Rare maternal mRNAs code for regulatory proteins that control lineage-specific gene expression in the sea urchin embryo.

The prevalence of mRNAs coding for the sea urchin embryo regulatory factors P3A1 and P3A2 was measured by single-strand probe excess solution hybridization. P3A1 and P3A2 are not homologous proteins, though they both bind specifically to a particular cis-regulatory sequence. Interaction at this target site is known to be required for lineage-specific expression of an aboral ectoderm-specific gene and probably for several other genes as well.

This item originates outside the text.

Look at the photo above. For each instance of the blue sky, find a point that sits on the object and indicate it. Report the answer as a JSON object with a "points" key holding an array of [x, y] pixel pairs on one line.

Genome blot hybridizations show that both factors are encoded by single-copy genes. Maternal mRNAs for both factors are present at less than 10(3) molecules per egg, which places them in the rare mRNA class. During development to the mesenchyme blastula stage, the amount of P3A1 mRNA (per embryo) increases severalfold while that of P3A2 remains approximately constant. Specification of the aboral ectoderm founder cells and of their initial patterns of gene expression must occur during early to mid-cleavage stage. Therefore, the regulatory proteins needed for this process must be produced by this stage. We show that the quantities of the P3A proteins that can be synthesized from the numbers of mRNA molecules present in the large blastomeres of the early embryo are sufficient to be functional, because these proteins will be accumulated in the nuclei. Thus maternal P3A1 or P3A2 proteins asre not required, nor were these detected in earlier studies. Furthermore, differential spatial (as well as temporal) distribution of both of these newly synthesized factor species could result from the unequal cleavage pattern utilized in the sea urchin egg.